I am so sorry that you have experienced abuse in childhood and victimisation an adult. Online abuse seems to be on the increase where people are Othered and abused on a daily basis and it is understandable that it is triggering. I am recognising that this is hurting you at the moment. I am wondering if you are accessing any support? If you would like to, please contact us and we can help you to find relevant support in your area. In the meantime, please check our support page for organisations that may be able to help.
http://everydayvictimblaming.com/get-support/
Thank you for sharing your experience x
Thank you for saying those things and for publishing my experience, that validation has surprised me in how important it is. I’m coping. Writing it was cathartic. I’ve only recently decided to try and sit with the experience consciously, and will in time find some support when the emotional fog lifts a little.

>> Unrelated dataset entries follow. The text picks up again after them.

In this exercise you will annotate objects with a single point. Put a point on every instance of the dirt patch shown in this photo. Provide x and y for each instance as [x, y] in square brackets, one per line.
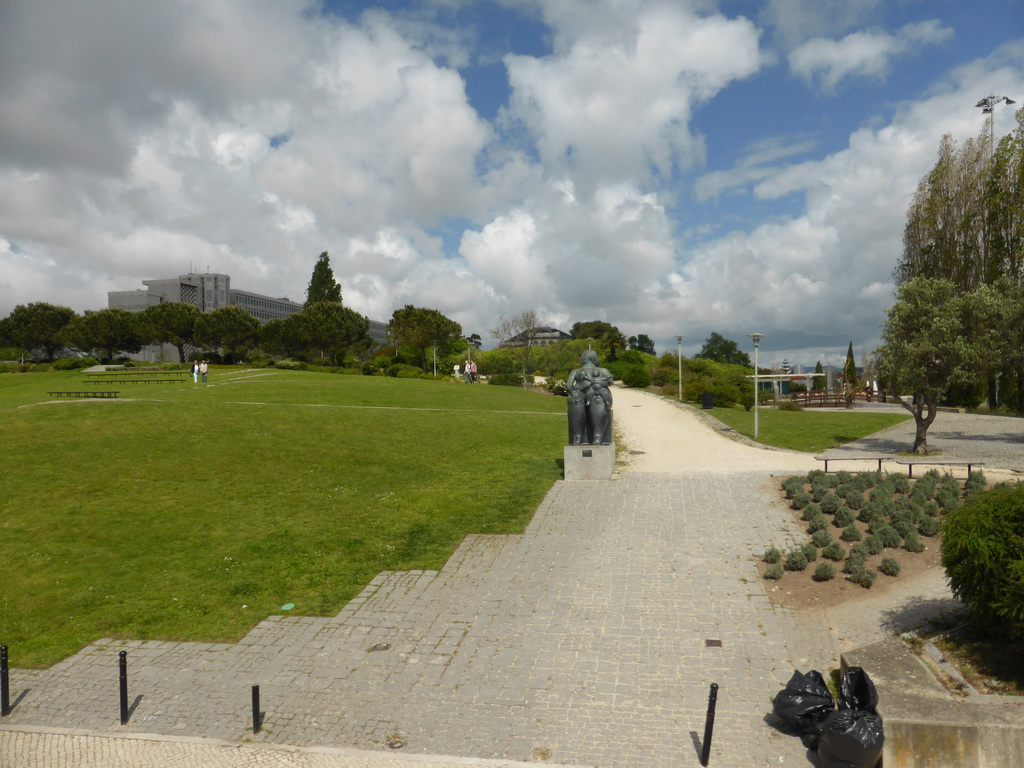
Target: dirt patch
[798, 590]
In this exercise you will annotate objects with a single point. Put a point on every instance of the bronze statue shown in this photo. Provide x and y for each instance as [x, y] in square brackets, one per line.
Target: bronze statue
[590, 402]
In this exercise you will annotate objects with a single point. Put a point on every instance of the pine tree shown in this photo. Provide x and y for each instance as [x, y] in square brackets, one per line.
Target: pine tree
[322, 285]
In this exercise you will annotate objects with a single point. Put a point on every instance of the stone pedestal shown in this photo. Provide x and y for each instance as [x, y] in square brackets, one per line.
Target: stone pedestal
[589, 463]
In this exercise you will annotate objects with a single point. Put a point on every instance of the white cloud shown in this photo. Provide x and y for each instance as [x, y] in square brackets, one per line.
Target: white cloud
[614, 99]
[866, 54]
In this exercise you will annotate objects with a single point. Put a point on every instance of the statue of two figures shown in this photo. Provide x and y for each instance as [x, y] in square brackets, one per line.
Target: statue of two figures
[590, 402]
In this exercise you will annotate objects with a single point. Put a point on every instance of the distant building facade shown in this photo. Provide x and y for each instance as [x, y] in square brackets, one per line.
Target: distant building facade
[209, 291]
[538, 337]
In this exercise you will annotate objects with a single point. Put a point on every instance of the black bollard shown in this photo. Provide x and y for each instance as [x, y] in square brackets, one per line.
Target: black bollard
[4, 683]
[123, 665]
[709, 725]
[256, 719]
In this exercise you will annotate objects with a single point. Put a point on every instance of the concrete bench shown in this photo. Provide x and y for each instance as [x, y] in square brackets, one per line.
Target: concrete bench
[875, 458]
[911, 461]
[84, 393]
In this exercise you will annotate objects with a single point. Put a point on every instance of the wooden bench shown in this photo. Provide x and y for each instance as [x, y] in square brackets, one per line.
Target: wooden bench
[84, 393]
[911, 461]
[827, 459]
[119, 380]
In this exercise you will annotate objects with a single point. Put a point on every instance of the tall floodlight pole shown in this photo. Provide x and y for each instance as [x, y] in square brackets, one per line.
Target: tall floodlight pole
[987, 107]
[757, 388]
[679, 356]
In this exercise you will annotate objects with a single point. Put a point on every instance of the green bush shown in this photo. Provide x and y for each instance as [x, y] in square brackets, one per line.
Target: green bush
[824, 571]
[830, 503]
[796, 559]
[506, 380]
[872, 545]
[929, 526]
[817, 524]
[851, 534]
[889, 566]
[834, 551]
[811, 511]
[636, 376]
[983, 554]
[843, 517]
[889, 537]
[911, 543]
[863, 577]
[74, 364]
[821, 539]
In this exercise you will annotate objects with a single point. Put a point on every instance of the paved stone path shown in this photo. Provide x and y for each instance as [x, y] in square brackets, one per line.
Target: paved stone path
[590, 639]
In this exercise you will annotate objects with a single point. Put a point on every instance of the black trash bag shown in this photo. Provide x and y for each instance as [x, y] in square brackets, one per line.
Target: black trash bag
[856, 691]
[851, 738]
[804, 704]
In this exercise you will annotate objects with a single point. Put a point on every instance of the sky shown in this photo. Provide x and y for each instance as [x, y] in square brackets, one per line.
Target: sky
[673, 167]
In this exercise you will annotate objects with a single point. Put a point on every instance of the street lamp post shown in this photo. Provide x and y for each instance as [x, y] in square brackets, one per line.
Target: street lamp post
[757, 343]
[987, 105]
[679, 356]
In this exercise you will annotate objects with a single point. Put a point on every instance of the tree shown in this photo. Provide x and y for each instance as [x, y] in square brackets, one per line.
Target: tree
[818, 382]
[643, 343]
[229, 329]
[103, 333]
[322, 285]
[850, 382]
[525, 325]
[721, 349]
[36, 326]
[327, 331]
[926, 348]
[420, 329]
[170, 323]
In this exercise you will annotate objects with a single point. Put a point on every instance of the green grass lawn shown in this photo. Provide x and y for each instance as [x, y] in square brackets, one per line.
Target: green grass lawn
[192, 512]
[807, 430]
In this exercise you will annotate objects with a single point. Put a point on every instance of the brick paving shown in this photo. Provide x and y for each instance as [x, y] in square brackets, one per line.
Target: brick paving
[583, 641]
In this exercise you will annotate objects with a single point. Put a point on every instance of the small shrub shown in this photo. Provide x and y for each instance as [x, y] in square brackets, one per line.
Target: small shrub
[863, 577]
[872, 545]
[636, 376]
[796, 559]
[889, 537]
[792, 484]
[829, 503]
[506, 380]
[811, 511]
[817, 524]
[889, 566]
[834, 551]
[911, 543]
[982, 553]
[824, 571]
[851, 534]
[821, 539]
[929, 526]
[843, 517]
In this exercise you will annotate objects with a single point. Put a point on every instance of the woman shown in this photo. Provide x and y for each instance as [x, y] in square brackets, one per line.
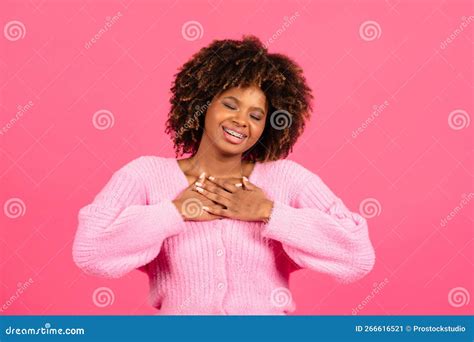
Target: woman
[221, 231]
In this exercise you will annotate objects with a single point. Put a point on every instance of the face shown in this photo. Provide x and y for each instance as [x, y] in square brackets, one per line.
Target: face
[235, 120]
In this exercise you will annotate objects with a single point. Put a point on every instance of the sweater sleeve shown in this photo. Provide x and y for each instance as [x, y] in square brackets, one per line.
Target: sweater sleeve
[118, 232]
[318, 232]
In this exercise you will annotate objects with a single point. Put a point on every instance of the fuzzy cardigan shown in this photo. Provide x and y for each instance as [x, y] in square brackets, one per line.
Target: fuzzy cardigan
[222, 266]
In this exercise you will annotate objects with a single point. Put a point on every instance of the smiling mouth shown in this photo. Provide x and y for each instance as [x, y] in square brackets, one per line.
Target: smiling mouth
[234, 133]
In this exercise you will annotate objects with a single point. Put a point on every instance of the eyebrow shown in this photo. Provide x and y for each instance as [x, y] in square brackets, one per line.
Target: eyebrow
[237, 100]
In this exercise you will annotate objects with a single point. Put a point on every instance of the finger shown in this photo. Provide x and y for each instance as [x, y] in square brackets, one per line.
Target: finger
[247, 184]
[216, 210]
[213, 197]
[211, 187]
[226, 185]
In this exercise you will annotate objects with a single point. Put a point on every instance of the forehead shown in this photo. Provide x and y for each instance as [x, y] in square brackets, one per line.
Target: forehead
[251, 95]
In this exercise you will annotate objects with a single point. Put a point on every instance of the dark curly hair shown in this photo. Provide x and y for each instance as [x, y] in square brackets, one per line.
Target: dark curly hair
[229, 63]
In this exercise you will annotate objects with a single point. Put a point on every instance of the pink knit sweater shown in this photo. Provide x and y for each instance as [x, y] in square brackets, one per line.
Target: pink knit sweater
[221, 266]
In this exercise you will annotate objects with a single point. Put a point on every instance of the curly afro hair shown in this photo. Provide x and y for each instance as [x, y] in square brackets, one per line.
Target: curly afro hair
[229, 63]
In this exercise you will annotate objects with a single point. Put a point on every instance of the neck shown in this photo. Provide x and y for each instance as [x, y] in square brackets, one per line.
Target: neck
[216, 164]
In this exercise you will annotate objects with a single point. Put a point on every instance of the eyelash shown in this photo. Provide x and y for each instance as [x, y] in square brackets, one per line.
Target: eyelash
[230, 107]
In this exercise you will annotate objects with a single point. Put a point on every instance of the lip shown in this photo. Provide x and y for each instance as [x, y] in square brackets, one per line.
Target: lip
[236, 130]
[231, 139]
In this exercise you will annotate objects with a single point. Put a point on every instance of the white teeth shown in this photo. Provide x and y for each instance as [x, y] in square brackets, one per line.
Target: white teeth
[235, 134]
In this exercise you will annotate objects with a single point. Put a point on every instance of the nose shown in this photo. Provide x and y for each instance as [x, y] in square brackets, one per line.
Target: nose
[239, 121]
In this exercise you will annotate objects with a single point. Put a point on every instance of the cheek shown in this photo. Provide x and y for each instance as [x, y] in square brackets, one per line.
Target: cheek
[257, 131]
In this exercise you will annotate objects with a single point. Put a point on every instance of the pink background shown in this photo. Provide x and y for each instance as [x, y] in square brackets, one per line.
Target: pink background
[412, 163]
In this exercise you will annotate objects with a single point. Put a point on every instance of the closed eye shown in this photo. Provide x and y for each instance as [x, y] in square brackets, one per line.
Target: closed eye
[229, 106]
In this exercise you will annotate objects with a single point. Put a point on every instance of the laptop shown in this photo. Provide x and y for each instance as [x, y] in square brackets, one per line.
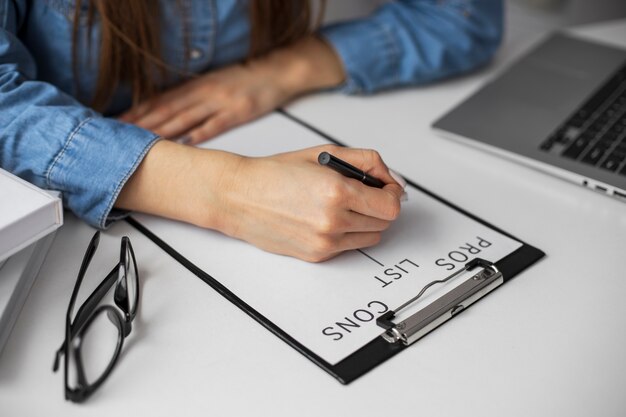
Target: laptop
[560, 108]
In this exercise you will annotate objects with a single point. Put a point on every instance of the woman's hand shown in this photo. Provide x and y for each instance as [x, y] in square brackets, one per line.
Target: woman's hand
[286, 203]
[220, 100]
[289, 204]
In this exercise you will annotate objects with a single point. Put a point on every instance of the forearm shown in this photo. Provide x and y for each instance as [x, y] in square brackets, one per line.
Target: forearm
[309, 64]
[180, 182]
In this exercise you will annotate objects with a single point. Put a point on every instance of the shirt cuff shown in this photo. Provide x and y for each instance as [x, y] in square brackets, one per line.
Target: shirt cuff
[369, 53]
[93, 166]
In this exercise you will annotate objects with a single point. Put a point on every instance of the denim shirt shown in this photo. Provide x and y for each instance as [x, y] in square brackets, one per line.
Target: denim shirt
[48, 137]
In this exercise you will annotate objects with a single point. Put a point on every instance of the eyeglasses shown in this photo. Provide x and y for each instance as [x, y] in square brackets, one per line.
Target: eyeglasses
[94, 338]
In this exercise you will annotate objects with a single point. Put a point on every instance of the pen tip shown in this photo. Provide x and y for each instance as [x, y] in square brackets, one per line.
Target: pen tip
[323, 158]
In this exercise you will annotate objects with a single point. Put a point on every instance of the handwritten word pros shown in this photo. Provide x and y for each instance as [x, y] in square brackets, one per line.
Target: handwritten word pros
[463, 254]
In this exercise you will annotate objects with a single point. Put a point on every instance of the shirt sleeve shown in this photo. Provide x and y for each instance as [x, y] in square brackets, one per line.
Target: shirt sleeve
[51, 140]
[415, 42]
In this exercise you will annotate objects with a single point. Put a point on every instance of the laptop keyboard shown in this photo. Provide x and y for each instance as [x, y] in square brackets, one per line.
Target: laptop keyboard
[596, 133]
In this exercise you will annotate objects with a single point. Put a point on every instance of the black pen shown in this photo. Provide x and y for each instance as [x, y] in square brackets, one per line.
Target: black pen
[348, 170]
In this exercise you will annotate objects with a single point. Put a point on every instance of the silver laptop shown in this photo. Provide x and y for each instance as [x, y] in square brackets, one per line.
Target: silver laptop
[561, 108]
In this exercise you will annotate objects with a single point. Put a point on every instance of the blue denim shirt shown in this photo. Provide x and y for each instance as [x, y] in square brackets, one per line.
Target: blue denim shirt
[52, 140]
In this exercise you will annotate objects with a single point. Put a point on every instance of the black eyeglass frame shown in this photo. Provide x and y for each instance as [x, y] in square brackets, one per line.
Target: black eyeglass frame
[89, 311]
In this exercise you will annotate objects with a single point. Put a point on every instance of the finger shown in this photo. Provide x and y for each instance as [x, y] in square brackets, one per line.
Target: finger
[185, 120]
[349, 222]
[381, 203]
[350, 241]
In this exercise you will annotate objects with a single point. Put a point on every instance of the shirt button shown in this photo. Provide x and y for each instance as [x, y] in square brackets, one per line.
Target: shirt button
[195, 53]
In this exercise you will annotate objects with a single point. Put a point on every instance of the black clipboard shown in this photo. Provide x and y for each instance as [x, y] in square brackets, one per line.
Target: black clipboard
[391, 342]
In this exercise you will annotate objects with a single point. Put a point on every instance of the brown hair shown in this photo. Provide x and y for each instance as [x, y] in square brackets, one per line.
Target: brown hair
[130, 49]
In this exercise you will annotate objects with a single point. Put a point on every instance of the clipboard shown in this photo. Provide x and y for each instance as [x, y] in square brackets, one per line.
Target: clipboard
[396, 334]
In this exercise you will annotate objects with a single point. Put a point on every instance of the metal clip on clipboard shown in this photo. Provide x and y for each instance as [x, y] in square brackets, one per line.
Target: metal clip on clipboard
[444, 308]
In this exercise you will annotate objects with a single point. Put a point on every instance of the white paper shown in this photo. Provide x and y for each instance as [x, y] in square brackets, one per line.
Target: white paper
[27, 213]
[331, 307]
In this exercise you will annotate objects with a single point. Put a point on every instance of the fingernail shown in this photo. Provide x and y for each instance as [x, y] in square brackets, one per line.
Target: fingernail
[183, 140]
[398, 178]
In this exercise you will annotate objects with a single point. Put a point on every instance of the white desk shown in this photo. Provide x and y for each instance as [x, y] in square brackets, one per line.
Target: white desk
[549, 343]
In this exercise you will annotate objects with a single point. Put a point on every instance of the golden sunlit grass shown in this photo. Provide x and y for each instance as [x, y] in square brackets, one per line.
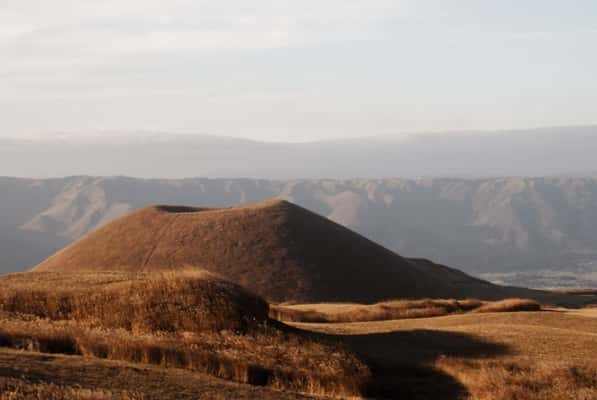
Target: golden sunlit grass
[16, 389]
[523, 380]
[395, 309]
[484, 356]
[184, 320]
[196, 322]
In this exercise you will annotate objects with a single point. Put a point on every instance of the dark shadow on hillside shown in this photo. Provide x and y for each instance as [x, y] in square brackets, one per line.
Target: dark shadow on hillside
[402, 361]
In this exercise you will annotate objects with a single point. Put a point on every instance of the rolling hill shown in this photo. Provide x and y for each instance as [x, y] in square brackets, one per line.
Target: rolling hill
[276, 249]
[536, 232]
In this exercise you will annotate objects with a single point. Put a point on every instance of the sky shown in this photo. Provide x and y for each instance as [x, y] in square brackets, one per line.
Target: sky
[297, 70]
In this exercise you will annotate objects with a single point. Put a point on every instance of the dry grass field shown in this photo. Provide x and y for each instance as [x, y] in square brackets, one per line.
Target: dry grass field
[395, 309]
[480, 356]
[189, 320]
[192, 335]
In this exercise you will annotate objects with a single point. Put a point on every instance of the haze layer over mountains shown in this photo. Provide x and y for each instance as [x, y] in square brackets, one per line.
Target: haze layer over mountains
[541, 152]
[494, 227]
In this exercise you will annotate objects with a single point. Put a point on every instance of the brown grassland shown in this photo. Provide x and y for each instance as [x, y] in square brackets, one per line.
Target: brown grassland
[193, 335]
[189, 320]
[395, 309]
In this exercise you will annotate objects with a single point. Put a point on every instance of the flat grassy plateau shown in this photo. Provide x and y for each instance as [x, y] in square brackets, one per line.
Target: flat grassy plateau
[191, 335]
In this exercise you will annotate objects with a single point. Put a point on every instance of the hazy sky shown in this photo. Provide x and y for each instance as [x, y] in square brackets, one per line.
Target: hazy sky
[295, 70]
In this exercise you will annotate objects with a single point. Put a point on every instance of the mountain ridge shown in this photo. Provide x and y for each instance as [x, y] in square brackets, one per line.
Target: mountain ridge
[482, 226]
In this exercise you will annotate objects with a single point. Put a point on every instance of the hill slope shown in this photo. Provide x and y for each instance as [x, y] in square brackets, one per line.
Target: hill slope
[276, 249]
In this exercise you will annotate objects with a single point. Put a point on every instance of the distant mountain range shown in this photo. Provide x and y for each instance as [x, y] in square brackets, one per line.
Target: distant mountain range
[526, 231]
[540, 152]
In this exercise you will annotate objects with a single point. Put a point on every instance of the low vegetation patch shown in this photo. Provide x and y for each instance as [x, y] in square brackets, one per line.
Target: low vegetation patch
[507, 380]
[510, 305]
[396, 309]
[184, 320]
[171, 302]
[264, 357]
[19, 389]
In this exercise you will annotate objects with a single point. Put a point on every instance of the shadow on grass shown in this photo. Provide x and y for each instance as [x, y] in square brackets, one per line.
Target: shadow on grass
[402, 361]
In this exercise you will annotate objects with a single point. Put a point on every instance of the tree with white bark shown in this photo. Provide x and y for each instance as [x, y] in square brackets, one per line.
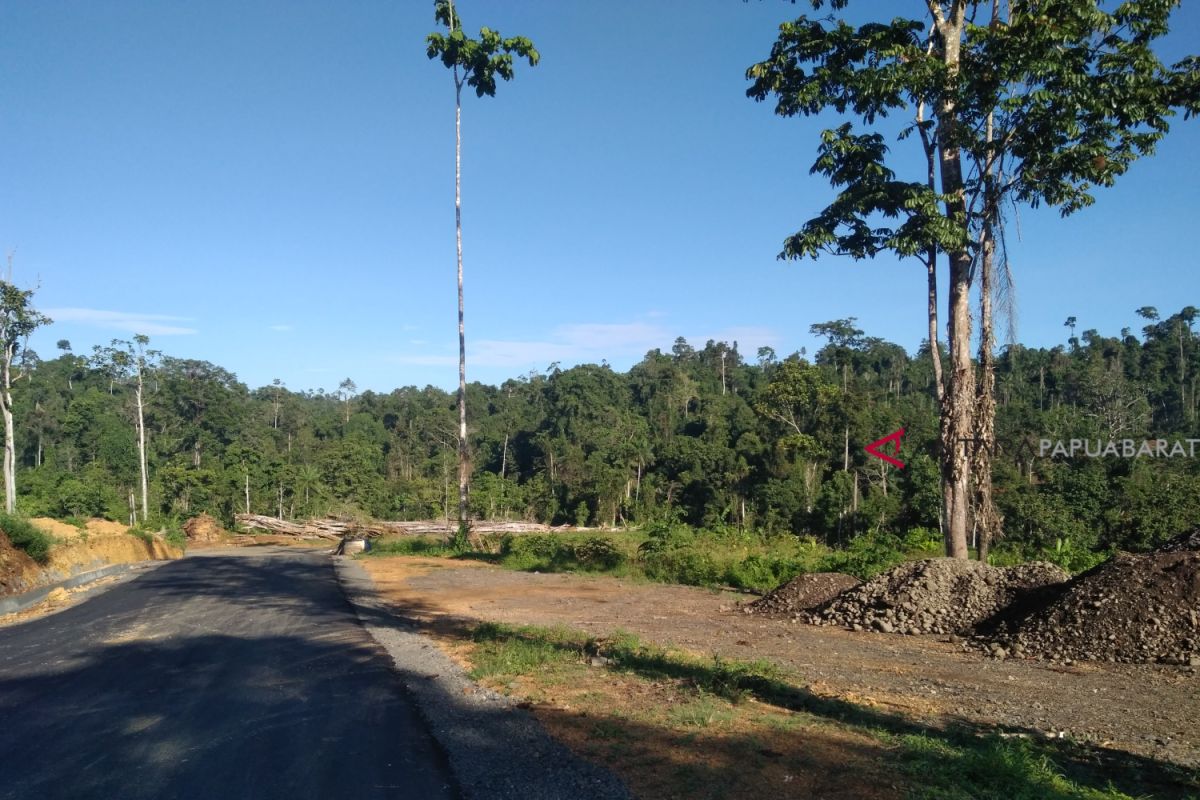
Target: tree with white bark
[475, 64]
[130, 362]
[18, 319]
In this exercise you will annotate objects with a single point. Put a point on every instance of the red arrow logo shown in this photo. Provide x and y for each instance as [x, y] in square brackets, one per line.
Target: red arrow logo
[874, 449]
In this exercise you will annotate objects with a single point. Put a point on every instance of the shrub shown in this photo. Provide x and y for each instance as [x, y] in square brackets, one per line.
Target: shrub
[27, 537]
[682, 566]
[922, 540]
[865, 555]
[666, 536]
[598, 553]
[762, 572]
[174, 534]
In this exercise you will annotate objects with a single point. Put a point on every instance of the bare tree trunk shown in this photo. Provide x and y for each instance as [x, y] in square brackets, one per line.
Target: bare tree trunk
[958, 405]
[10, 451]
[142, 450]
[987, 518]
[463, 450]
[504, 456]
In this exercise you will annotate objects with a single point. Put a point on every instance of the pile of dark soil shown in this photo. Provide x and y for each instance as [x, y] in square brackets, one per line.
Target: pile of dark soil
[1132, 609]
[802, 593]
[204, 529]
[935, 596]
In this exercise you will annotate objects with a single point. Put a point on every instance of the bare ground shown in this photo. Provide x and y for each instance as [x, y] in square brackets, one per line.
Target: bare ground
[1145, 710]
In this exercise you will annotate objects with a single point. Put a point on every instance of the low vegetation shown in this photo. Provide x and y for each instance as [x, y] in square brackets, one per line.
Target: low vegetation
[665, 720]
[25, 536]
[727, 557]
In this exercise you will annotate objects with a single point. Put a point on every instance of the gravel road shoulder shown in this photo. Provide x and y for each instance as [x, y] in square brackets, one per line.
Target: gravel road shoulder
[496, 750]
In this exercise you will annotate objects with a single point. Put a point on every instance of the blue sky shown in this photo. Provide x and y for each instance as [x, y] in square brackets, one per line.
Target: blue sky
[269, 186]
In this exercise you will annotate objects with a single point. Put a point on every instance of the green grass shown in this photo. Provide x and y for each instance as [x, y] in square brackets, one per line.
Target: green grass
[27, 537]
[675, 553]
[941, 764]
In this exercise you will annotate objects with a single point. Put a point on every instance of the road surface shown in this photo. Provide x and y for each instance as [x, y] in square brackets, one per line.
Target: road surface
[220, 675]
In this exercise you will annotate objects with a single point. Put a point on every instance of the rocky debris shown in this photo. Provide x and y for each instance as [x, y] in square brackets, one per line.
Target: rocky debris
[935, 596]
[802, 593]
[1131, 609]
[1186, 541]
[204, 529]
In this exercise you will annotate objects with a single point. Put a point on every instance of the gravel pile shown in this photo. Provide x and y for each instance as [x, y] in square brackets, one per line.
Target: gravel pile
[935, 596]
[1132, 609]
[802, 593]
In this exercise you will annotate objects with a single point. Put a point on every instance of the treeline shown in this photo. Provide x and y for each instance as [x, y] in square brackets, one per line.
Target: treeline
[701, 435]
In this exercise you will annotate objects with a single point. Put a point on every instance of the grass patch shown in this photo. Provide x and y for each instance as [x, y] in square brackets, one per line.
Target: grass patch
[694, 713]
[502, 655]
[25, 536]
[677, 554]
[429, 546]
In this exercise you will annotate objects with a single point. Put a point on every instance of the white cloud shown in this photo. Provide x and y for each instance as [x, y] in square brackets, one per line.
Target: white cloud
[123, 320]
[426, 360]
[588, 342]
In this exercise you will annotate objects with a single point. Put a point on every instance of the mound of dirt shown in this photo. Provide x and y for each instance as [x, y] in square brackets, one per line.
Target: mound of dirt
[106, 528]
[935, 596]
[54, 528]
[802, 593]
[1132, 609]
[204, 529]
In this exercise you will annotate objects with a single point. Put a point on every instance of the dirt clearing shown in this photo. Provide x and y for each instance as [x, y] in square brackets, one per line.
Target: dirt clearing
[1145, 710]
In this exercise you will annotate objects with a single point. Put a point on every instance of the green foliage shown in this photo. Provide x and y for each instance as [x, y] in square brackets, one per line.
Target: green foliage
[173, 533]
[558, 553]
[713, 486]
[25, 536]
[461, 540]
[411, 546]
[922, 540]
[479, 60]
[867, 555]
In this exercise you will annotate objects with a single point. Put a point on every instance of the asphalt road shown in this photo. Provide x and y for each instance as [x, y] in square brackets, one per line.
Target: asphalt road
[221, 675]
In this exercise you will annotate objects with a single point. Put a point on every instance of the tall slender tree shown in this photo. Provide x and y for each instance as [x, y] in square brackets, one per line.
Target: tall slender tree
[475, 64]
[18, 319]
[131, 362]
[1041, 103]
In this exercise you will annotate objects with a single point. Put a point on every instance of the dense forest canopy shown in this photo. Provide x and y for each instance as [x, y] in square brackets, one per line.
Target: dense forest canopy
[703, 435]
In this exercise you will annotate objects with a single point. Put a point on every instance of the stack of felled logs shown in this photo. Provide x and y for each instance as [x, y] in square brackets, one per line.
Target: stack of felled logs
[336, 528]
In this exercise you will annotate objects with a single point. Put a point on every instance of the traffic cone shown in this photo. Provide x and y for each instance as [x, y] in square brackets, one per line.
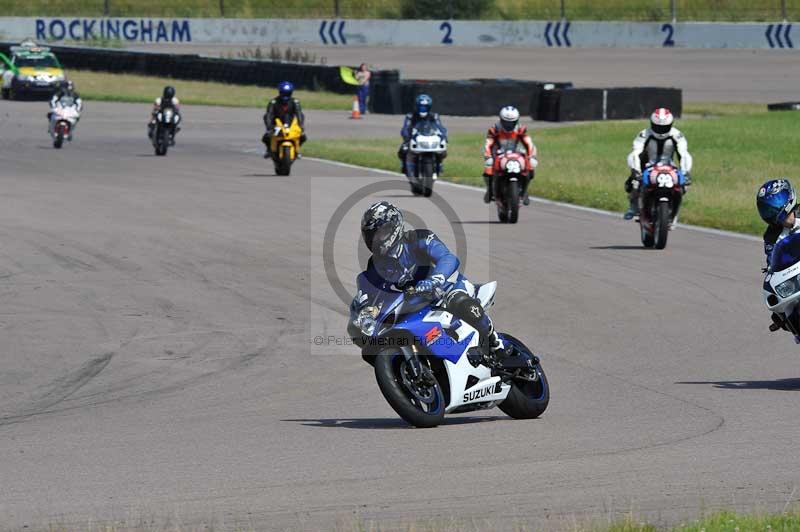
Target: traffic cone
[356, 114]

Thank you again for the work you’re doing and your kindness.
I hope this was able to help you heal! Stay strong, sister.
Thank you Dana. Healing is a long road, I think some things never heal, writing this down made me understandand I’m comfortable, if that’s the right word, with that idea now. I hope more people share their stories so that blaming and bullying the victims of abuse becomes less common. It’ll never go away – but we can be each other’s eye witnesses, I think it was Alice Miller who described it that way. All a child (or anyone suffering abuse) needs to survive is one eyewitness who believes them. Take care x
Hi Lillith, thank you so much for writing that article. It is quite rare, but women can be abusers, and having people deny or downplay your experiences must be so disheartening. Stay strong, you’ve been brave enough to accept who you are, something that not many people can do x
Thanks Ashley. I’m really aware of the rarity of female abusers, I think that’s a big reason I struggled with keeping things to myself. There is so much gendered abuse and violence directed at women and organisations and individuals who love to amplify any wrongdoing by women. I admire EVB a lot for their honesty and courage, and all of the women who speak out against abuse and victim blaming.
I apologise for misspelling your name. I can’t edit my comment to correct it. Sorry. L.